Selain jagung, Indef mencatat pemerintah masih mengimpor beras sebanyak 94.000 ton selama Januari sampai Mei 2017 berdasarkan data Pemberitahuan Impor Barang Ditjen Bea Cukai.
Data PIB juga menyampaikan selama 2016, impor beras Indonesia sebesar 1,3 juta ton, padahal pemerintah telah meningkatkan anggaran dan subsidi untuk produktivitas padi atau beras.
Adapun pemerintahan Jokowi-JK menargetkan swasembada sejumlah komoditas pangan strategis, antara lain padi, jagung, kedelai, dan gula sanggup tercapai dalam waktu tiga tahun.
Demi mencapai sasaran tersebut, anggaran kedaulatan pangan melonjak sampai mencapai 53,2 persen dari Rp67,3 triliun pada 2014 menjadi Rp103,1 triliun pada 2017 yang masuk dalam anggaran APBN kegiatan strategis kedaulatan pangan di Kementerian Pertanian, Kementerian Kelautan dan Perikanan, Kementerian PUPR dan Kementerian Sosial.

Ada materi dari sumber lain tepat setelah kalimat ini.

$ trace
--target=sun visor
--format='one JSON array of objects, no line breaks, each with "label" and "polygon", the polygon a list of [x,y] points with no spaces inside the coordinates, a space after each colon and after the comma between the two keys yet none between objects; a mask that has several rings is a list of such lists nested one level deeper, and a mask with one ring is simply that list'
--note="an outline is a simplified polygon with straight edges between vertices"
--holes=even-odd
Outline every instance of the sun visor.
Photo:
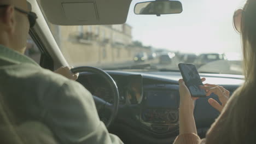
[{"label": "sun visor", "polygon": [[126,22],[131,0],[41,0],[48,20],[58,25],[116,25]]}]

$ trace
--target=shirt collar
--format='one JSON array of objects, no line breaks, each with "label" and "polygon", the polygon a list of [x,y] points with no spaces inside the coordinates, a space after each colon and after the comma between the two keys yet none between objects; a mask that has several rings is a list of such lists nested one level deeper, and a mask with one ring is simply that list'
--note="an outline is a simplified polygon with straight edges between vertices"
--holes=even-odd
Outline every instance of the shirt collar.
[{"label": "shirt collar", "polygon": [[20,64],[22,63],[30,63],[39,66],[33,59],[11,49],[0,45],[0,59],[12,63]]}]

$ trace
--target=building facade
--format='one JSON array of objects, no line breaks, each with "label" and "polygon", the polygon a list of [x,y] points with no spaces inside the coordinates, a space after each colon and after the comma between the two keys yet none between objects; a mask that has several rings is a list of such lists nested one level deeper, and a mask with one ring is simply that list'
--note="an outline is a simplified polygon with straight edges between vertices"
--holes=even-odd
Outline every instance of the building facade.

Namun, tingginya alokasi anggaran tersebut dirasa belum optimal dalam mewujudkan kedaulatan pangan alasannya yaitu sebagian komoditas masih harus diimpor.
Sumber republika.co.id
Jagung yaitu salah satu komponen utama penyusun pakan ternak terutama untuk komoditi ternak unggas. Kelangkaan jagung sanggup menjadi pemicu utama naiknya harga pakan unggas menyerupai harga pakan ayam petelur dan ayam pedaging atau broiler. Sedangkan untuk pakan jenis ternak ruminansia menyerupai sapi, kambing dan domba tidak terlalu berpengaruh, hanya saja kenaikkan harga jagung pipilan sanggup menaikkan harga tebon jagung yang merupakan hijauan yang sangat terkenal untuk pakan ternak ruminansia baik ternak potong maupun ternak perah. Saat kebutuhan jagung untuk pakan ternak masih belum sanggup terpenuhi semua dari produksi jagung dalam negeri tetapi ternyata pemerintah mendadak menyetop impor jagung, apa dampaknya?
Dikutip dari republika.co.id, Institute for Development of Economics and Finance (Indef) menilai kebijakan pemerintah menghentikan impor jagung cenderung dipaksakan alasannya yaitu berdampak pada meningkatnya impor gandum dan harga pakan.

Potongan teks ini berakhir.